L'esplosione che si è verificata ieri 10 giugno a Rocca di Papa, in provincia di Roma, potrebbe essere stata causata dagli operai che stavano lavorando alla conduttura del gas. Secondo quanto ricostruito dai militari, i tre operai stavano eseguendo alcuni carotaggi con una trivella quando si sarebbe bucato un tubo del gas. Gli operai lavorano per una ditta di Isernia, che stava svolgendo lavori in subappalto per conto della società vincitrice dell'appalto, che è della provincia di Frosinone. Dopo l'esplosione i tre sono fuggiti e rintracciati dopo diverse ore dalla deflagrazione dai militari della compagnia di Frascati a 150 chilometri dal piccolo comune dei Castelli: avevano quasi raggiunto Isernia. Restano da chiarire le singole responsabilità. La trivella usata per i lavori è stata sequestrata dai carabinieri. 

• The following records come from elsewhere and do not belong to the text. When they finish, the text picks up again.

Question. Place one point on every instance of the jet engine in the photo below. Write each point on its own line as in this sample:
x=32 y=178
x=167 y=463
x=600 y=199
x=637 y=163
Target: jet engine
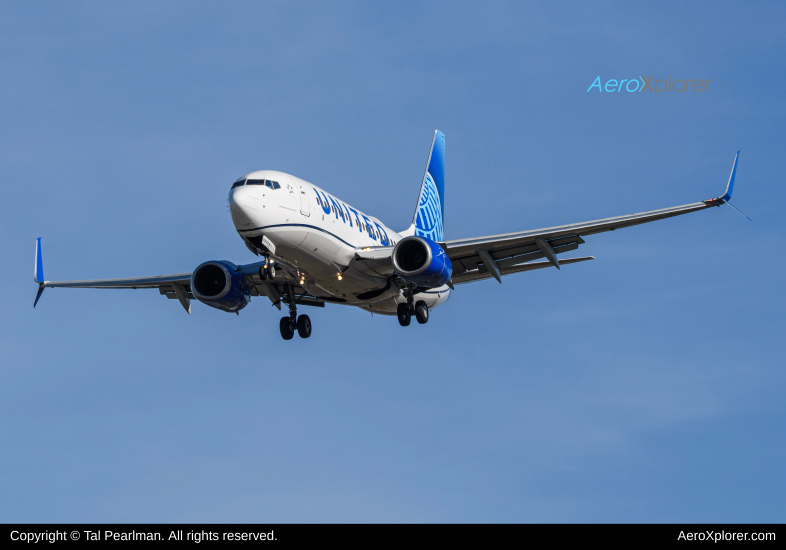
x=219 y=284
x=421 y=261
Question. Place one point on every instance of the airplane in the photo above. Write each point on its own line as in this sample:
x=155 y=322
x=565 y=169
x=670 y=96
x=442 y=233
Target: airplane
x=317 y=249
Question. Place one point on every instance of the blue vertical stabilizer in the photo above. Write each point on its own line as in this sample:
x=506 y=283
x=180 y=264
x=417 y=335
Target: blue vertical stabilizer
x=430 y=212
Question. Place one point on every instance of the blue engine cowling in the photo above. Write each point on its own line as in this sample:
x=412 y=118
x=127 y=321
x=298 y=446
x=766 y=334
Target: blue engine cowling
x=220 y=285
x=421 y=261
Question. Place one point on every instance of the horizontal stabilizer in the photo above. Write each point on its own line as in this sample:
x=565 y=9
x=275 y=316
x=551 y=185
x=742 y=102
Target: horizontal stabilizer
x=482 y=273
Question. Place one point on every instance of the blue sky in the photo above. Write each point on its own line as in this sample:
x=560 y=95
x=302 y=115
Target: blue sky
x=647 y=385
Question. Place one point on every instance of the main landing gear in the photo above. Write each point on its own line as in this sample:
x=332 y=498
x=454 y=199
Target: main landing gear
x=406 y=311
x=267 y=271
x=288 y=325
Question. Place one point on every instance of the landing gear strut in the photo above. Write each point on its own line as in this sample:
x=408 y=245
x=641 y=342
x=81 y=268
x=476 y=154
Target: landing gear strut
x=404 y=312
x=288 y=325
x=267 y=271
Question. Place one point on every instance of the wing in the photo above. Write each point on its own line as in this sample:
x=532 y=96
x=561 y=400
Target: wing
x=178 y=286
x=499 y=255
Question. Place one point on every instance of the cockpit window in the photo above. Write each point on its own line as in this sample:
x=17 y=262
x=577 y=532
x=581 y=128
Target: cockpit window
x=267 y=183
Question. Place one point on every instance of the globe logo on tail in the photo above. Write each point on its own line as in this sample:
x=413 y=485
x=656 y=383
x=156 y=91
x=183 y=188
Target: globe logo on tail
x=429 y=218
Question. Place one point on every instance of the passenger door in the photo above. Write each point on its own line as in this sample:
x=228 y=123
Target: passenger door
x=304 y=207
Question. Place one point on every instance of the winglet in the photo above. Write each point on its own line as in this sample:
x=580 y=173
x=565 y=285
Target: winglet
x=730 y=187
x=38 y=272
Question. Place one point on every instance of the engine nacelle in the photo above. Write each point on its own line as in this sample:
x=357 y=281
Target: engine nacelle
x=219 y=285
x=421 y=261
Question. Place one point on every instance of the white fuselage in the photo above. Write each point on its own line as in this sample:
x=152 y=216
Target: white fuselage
x=320 y=235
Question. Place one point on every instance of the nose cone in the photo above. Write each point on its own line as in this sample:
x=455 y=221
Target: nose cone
x=244 y=207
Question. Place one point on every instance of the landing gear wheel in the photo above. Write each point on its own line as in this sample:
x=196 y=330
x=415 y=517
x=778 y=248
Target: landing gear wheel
x=404 y=317
x=285 y=326
x=304 y=326
x=421 y=312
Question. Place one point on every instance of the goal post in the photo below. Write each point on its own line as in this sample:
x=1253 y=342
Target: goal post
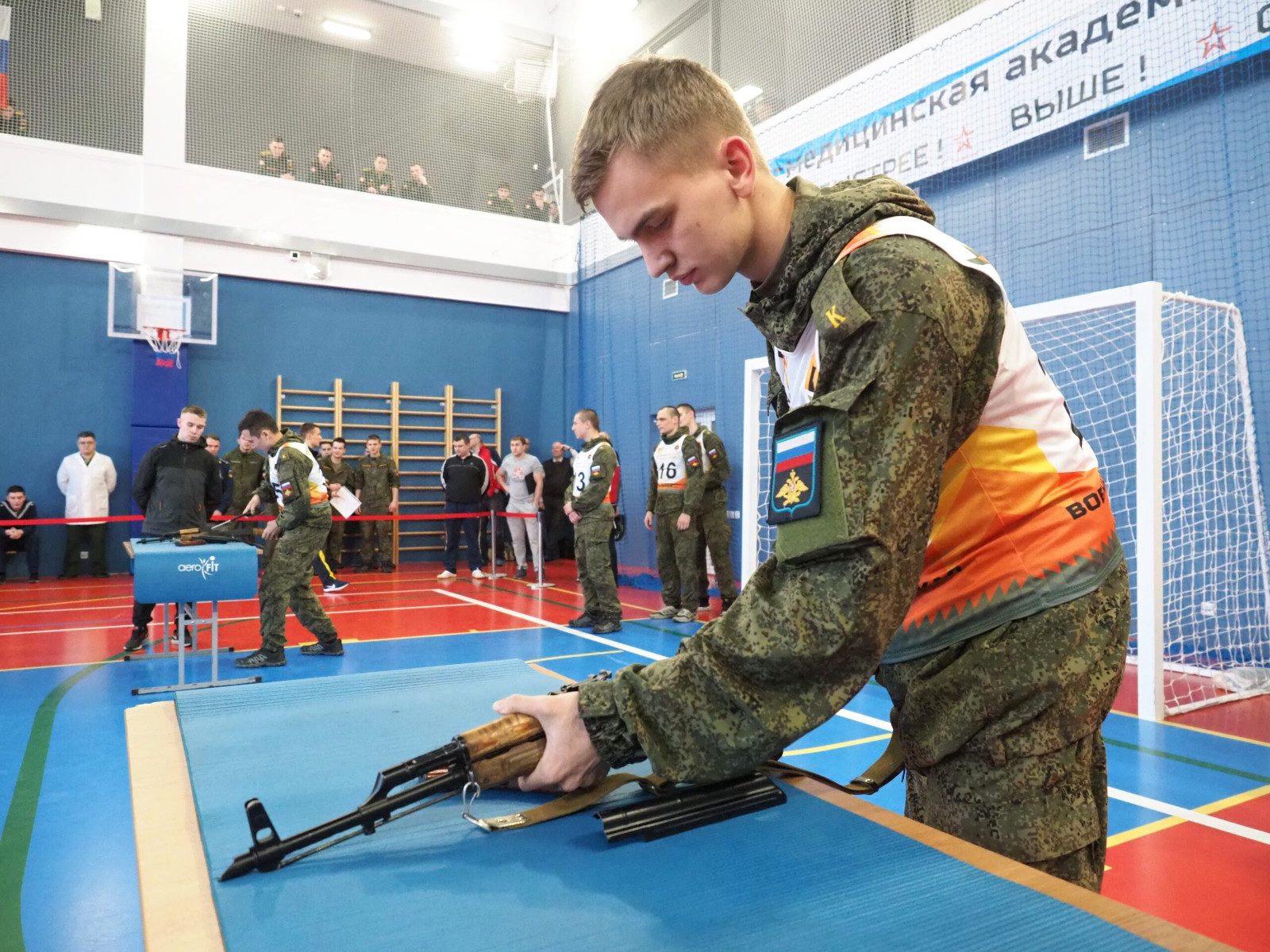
x=1157 y=382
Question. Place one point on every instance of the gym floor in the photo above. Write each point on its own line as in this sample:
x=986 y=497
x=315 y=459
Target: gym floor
x=1189 y=810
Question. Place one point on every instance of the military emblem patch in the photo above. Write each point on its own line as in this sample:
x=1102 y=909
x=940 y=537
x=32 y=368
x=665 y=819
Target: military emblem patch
x=795 y=490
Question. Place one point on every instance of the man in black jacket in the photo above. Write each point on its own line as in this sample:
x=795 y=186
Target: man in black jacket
x=465 y=479
x=178 y=484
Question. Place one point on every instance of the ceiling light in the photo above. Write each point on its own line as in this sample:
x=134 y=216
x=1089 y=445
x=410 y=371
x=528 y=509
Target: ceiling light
x=475 y=63
x=343 y=29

Al momento sono tre le persone rimaste in ospedale e in prognosi riservata. Si tratta del sindaco, Emanuele Cristini, di un dipendente comunale, e di una bambina di 5 anni ricoverata al Bambino Gesù. Nessuno dei tre, secondo quanto si apprende, è in pericolo di vita.
Le altre persone ferite, una decina in totale, sono state dimesse questa mattina, o stanno per esserlo, dalle varie strutture dove erano state portate a seguito della deflagrazione. Intanto continuano le indagini dei carabinieri della Compagnia di Frascati che stanno ascoltando i testimoni.